Sveglia con Carolina Kostner che, a 31 anni, cerca il podio del pattinaggio artistico per chiudere al meglio la carriera, dopo il bronzo di Sochi 2014. Due posti sembrano sicuri per le russe Medvedeva e Zagitova, e le candidate all’ultimo sono tante: da Kaetlyn Osmond a Gabrielle DAleman, a Mirai Nagasu, la terza donna di sempre ad effettuare perfettamente un triplo Axel alle Olimpiadi, la prima americana. Team sprint a tecnica libera coi compagni azzurri di sempre Dietmar “Didi” Noeckler e Federico Pellegrino per una medaglia. Lindsey Vonn è attesa alla riscossa nella libera dopo le prime gare dei Giochi e la rinuncia di Sochi 2014 per l’infortunio al ginocchio, così come la nostra Goggia. Nove battaglie nello snowboard coi canadesi McMorris e Parrot a darsi battaglia per l’oro. E il bob della Giamaica che, dopo la fuga dell’allenatrice tre giorni fa che s’era portata via anche il bob presto in affitto, hanno trovato uno sponsor finanziatore, e sperando fare meglio dei colleghi uomini. Che, ai Giochi 1988, urtarono e di fermarono prima del traguardo.
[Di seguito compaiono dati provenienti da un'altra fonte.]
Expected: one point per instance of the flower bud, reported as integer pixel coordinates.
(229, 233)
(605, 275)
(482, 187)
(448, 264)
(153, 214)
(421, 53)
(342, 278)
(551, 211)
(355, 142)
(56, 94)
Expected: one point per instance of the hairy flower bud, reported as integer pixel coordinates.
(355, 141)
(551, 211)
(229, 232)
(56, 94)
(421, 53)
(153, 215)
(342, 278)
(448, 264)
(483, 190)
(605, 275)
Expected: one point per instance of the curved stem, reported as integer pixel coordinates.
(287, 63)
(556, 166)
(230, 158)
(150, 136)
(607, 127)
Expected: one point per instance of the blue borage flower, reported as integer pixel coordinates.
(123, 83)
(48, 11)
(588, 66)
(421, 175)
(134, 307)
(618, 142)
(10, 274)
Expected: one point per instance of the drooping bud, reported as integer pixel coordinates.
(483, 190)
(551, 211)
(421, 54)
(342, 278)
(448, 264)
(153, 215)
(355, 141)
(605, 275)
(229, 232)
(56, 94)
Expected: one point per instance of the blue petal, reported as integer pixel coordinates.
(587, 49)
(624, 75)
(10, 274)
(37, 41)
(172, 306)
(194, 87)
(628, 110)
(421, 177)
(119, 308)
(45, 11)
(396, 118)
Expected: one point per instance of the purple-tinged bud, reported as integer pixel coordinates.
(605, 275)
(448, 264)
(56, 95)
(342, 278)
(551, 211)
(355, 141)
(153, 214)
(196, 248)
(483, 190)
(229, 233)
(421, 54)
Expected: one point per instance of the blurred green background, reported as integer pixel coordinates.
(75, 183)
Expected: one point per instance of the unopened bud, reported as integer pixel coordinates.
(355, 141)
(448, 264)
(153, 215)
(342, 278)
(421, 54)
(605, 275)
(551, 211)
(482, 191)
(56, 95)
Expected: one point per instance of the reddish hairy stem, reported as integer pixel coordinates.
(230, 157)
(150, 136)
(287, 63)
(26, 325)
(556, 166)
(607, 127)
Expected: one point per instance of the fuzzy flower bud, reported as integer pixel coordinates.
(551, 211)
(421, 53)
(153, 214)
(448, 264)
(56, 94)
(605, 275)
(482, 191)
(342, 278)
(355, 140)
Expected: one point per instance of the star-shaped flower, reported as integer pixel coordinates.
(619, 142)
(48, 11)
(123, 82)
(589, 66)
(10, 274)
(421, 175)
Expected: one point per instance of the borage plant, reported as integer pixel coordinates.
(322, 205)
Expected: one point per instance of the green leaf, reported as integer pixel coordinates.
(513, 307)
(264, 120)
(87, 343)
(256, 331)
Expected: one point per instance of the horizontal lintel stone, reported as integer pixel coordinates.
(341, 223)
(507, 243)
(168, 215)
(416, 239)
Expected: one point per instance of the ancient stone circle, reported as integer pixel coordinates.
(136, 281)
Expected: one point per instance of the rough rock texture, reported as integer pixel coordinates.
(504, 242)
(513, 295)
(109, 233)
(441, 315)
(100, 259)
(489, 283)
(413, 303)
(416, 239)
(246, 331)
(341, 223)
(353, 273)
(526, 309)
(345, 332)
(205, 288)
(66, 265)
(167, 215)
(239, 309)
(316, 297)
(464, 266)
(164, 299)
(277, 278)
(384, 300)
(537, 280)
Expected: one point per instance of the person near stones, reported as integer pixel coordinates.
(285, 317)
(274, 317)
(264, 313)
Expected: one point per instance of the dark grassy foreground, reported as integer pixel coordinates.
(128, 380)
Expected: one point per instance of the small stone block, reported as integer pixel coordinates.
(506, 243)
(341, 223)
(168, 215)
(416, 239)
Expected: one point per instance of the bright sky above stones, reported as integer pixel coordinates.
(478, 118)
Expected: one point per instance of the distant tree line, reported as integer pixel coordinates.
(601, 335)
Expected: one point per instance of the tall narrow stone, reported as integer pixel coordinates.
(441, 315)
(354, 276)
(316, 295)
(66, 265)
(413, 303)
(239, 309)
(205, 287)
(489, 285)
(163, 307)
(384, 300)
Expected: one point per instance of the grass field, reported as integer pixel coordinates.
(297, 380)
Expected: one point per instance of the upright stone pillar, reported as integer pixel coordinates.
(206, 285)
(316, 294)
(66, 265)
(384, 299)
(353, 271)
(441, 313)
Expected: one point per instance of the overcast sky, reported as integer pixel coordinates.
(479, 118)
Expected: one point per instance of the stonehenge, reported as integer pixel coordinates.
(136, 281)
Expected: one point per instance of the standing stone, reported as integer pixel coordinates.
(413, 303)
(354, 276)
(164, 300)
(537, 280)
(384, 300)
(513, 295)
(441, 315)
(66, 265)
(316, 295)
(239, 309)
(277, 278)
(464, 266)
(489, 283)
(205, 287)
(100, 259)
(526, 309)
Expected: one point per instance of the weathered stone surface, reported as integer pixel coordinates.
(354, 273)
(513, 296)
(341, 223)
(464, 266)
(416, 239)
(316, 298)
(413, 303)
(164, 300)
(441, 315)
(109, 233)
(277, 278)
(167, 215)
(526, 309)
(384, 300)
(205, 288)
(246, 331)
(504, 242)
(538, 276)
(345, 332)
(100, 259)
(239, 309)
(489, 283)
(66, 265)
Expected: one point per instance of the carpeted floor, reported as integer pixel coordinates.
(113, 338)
A garanzia c’è il pilota, Jazmine Fenlator, che ha gareggiato per gli Usa all’Ultima Olimpiade, ma ha poi abbracciato il passaporto del padre per poter fare anche quest’altra esperienza ai Giochi. Di buon auspicio anche il settimo posto di gennaio a Innsbruck. Anche se per l’oro sono candidati Canada, Usa e Germania.